AMT : le ministère de la Justice franchit toutes les lignes rouges !
L’Association des magistrats tunisiens (AMT) a publié un communiqué lundi 9 septembre 2024, où elle dénonce « la mainmise du ministère de la Justice sur toutes les prérogatives du Conseil supérieur provisoire de la magistrature, franchissant de ce fait toutes les lignes rouges en matière de contrôle du pouvoir judiciaire ».

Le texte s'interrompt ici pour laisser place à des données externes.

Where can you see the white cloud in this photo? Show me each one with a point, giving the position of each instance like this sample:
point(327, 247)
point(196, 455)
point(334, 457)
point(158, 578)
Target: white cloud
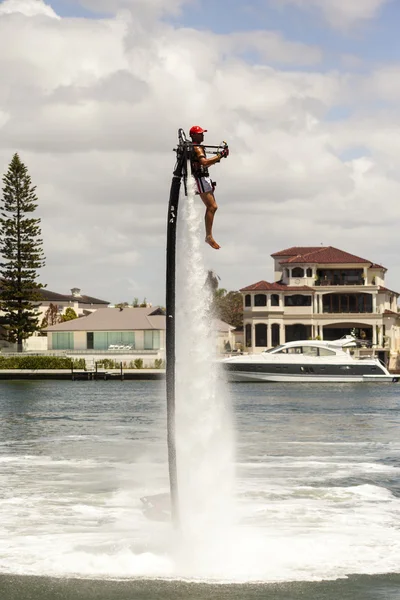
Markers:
point(93, 107)
point(145, 8)
point(341, 13)
point(27, 8)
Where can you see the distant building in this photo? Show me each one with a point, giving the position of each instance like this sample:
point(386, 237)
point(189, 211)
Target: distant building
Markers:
point(123, 330)
point(80, 303)
point(321, 292)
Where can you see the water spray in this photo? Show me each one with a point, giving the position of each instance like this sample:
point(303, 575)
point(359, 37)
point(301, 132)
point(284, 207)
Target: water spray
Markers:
point(183, 152)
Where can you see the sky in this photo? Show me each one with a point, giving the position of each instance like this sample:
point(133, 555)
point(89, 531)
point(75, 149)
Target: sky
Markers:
point(306, 92)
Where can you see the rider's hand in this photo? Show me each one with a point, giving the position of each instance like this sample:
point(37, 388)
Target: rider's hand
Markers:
point(225, 152)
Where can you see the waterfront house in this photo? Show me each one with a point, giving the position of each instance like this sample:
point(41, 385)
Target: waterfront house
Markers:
point(80, 303)
point(122, 331)
point(321, 292)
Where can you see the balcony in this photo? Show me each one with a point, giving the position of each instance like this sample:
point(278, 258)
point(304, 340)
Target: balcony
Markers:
point(339, 277)
point(339, 281)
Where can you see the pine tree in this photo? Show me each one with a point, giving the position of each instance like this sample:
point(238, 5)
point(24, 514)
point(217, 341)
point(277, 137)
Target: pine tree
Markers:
point(21, 254)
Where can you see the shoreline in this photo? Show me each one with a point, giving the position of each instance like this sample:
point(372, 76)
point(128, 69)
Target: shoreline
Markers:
point(81, 375)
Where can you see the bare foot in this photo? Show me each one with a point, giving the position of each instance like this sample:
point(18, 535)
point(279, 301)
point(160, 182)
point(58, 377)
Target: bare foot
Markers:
point(210, 240)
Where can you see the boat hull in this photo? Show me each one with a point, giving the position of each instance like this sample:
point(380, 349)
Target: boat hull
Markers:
point(243, 377)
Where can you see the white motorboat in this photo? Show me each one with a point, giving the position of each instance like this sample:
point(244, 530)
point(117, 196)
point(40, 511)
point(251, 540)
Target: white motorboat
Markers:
point(307, 361)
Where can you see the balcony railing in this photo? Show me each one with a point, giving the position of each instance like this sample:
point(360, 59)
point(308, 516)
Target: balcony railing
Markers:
point(339, 281)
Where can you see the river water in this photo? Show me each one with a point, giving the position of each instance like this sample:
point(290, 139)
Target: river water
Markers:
point(317, 491)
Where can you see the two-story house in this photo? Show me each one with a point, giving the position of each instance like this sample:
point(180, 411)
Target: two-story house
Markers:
point(321, 292)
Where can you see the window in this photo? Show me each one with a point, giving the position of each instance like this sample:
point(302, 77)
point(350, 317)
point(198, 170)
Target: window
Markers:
point(151, 340)
point(90, 340)
point(248, 335)
point(274, 300)
point(261, 334)
point(260, 300)
point(297, 300)
point(326, 352)
point(102, 340)
point(310, 350)
point(295, 350)
point(275, 334)
point(63, 340)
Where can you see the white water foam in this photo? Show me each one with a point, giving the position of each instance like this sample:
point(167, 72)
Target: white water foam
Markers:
point(204, 432)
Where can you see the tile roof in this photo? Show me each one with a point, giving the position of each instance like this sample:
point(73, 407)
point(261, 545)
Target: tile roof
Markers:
point(114, 319)
point(54, 297)
point(324, 255)
point(127, 319)
point(265, 286)
point(296, 250)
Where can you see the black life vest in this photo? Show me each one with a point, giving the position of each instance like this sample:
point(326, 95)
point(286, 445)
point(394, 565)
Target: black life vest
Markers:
point(198, 170)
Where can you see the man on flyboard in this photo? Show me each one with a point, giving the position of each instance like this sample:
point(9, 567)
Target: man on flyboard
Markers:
point(205, 187)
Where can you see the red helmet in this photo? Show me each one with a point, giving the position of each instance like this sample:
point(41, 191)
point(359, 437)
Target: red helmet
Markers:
point(196, 129)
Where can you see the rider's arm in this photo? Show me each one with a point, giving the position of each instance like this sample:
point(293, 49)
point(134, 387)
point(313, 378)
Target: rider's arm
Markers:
point(206, 162)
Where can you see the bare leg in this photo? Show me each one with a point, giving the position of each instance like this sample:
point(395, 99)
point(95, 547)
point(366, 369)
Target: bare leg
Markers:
point(211, 208)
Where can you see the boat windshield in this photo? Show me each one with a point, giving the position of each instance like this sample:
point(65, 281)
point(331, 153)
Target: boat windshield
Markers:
point(276, 349)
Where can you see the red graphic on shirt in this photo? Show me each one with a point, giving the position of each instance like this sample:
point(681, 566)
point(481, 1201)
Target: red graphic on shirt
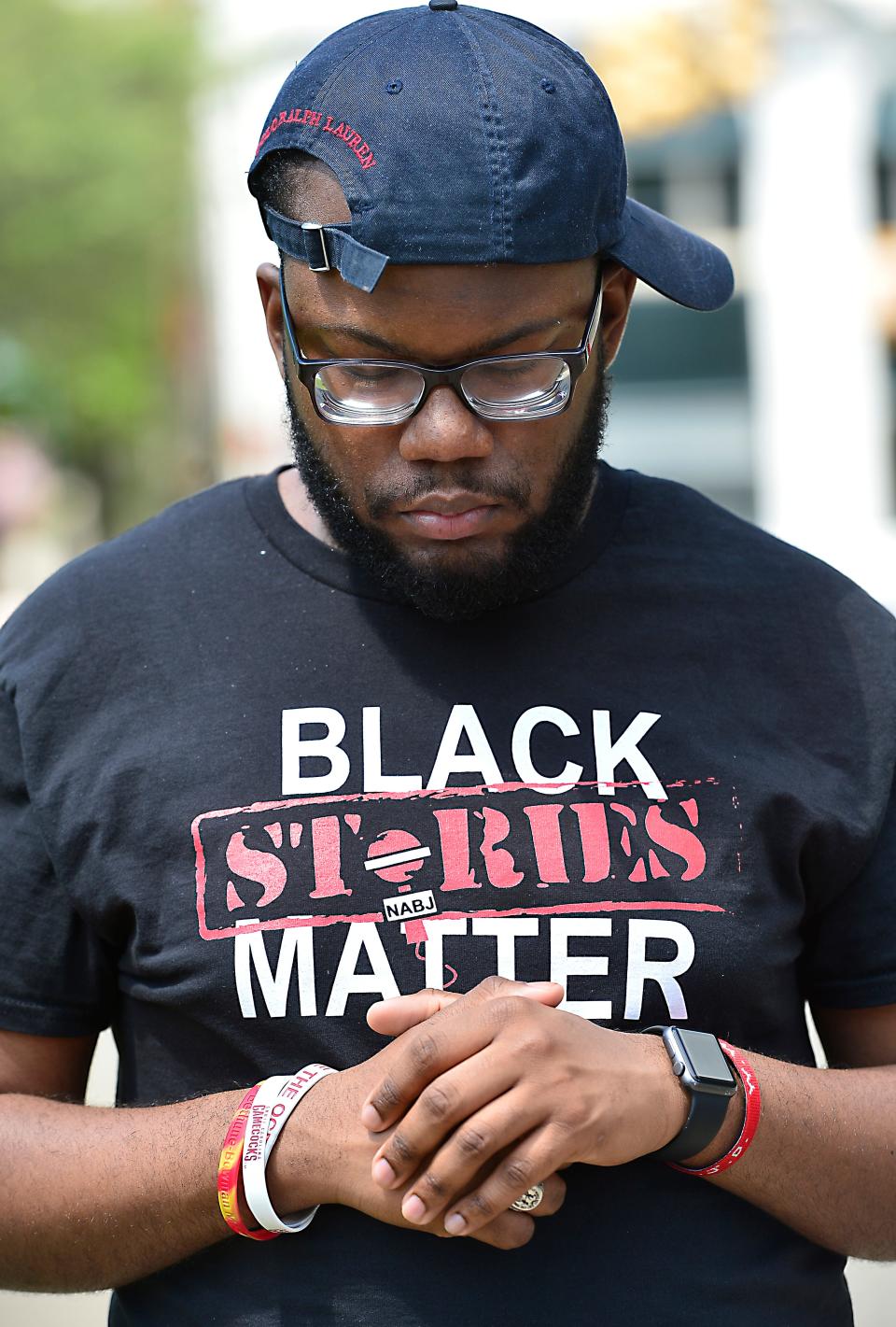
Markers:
point(491, 851)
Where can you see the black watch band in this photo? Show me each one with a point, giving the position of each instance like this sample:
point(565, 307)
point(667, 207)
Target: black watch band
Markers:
point(704, 1072)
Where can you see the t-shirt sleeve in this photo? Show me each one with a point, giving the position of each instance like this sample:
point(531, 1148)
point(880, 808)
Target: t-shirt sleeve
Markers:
point(56, 974)
point(850, 955)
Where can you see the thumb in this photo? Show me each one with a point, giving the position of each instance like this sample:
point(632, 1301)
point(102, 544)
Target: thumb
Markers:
point(393, 1017)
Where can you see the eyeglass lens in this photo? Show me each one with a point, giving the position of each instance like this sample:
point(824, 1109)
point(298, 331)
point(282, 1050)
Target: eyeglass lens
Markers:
point(526, 388)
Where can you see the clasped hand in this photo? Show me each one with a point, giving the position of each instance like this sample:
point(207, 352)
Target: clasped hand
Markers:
point(495, 1093)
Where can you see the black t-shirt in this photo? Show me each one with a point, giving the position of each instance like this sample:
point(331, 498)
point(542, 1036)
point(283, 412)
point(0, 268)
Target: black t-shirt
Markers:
point(243, 795)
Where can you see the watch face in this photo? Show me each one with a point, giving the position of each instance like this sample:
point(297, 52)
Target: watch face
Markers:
point(706, 1058)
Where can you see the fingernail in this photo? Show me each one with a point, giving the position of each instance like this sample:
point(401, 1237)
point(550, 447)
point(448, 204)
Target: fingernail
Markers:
point(371, 1119)
point(413, 1207)
point(384, 1173)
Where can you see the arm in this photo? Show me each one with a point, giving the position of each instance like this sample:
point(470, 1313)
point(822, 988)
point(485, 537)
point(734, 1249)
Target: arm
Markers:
point(823, 1160)
point(825, 1154)
point(98, 1197)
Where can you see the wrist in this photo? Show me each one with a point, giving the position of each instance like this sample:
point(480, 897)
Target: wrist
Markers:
point(300, 1171)
point(672, 1100)
point(726, 1136)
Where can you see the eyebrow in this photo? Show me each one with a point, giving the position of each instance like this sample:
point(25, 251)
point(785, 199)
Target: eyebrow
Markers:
point(399, 352)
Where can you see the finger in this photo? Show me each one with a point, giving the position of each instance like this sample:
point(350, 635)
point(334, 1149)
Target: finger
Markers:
point(475, 1143)
point(450, 1037)
point(454, 1097)
point(517, 1172)
point(393, 1017)
point(511, 1230)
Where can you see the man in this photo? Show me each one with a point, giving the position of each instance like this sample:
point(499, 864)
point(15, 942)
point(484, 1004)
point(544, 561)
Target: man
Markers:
point(451, 706)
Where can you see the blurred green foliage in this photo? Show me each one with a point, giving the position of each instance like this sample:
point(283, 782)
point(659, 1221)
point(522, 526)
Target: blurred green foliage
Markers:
point(98, 308)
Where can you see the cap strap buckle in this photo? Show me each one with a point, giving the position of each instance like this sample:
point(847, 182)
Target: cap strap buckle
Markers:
point(327, 248)
point(317, 261)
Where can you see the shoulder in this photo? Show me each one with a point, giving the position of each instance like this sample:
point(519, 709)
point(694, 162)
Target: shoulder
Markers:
point(104, 593)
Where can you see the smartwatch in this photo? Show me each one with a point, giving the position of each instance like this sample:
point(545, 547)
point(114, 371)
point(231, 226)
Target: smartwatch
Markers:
point(701, 1067)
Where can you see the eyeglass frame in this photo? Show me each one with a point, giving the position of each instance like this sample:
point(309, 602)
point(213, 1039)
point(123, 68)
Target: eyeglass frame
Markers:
point(577, 362)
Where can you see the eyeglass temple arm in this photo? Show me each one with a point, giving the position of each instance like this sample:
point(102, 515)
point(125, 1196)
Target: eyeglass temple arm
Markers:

En effet, l’organisation a noté « les interventions du ministère hors de ses compétences et en violation claire et flagrante des lois, en publiant les tableaux de promotions de magistrats, des notes quotidiennes de travail qui ressemblent à un large mouvement du corps des magistrats, qui a concerné des juges de tout grade et des procureurs de la République, notamment ceux auxquels on a confié des affaires à caractère électoral et qui concernent des candidats à la présidentielle ». Ainsi et toujours selon ce même document, ces mutations ont concernés « des responsables de tribunaux connus pour leurs compétences, leur indépendance, leur impartialité et leur intégrité ». « Ils ont été déchargés de leurs responsabilités et transférés arbitrairement hors de leurs lieux de résidence sans aucune justification ni évaluation objective », précise le même document. L’association appuie ses dires par des exemples concrets comme le récent transfert de la présidente du Tribunal de première instance de La Manouba à la Cour d’appel du Kef, et le transfert du président du Tribunal de Première Instance de Tunis 2 à la Cour d’appel de Béja, des transferts opérés sans aucune considération pour leurs familles, pour leurs états de santé, pour leur carrière judiciaire qui a dépassé trente ans, et au cours desquelles ils ont occupé, chacun, les plus hautes fonctions judiciaires.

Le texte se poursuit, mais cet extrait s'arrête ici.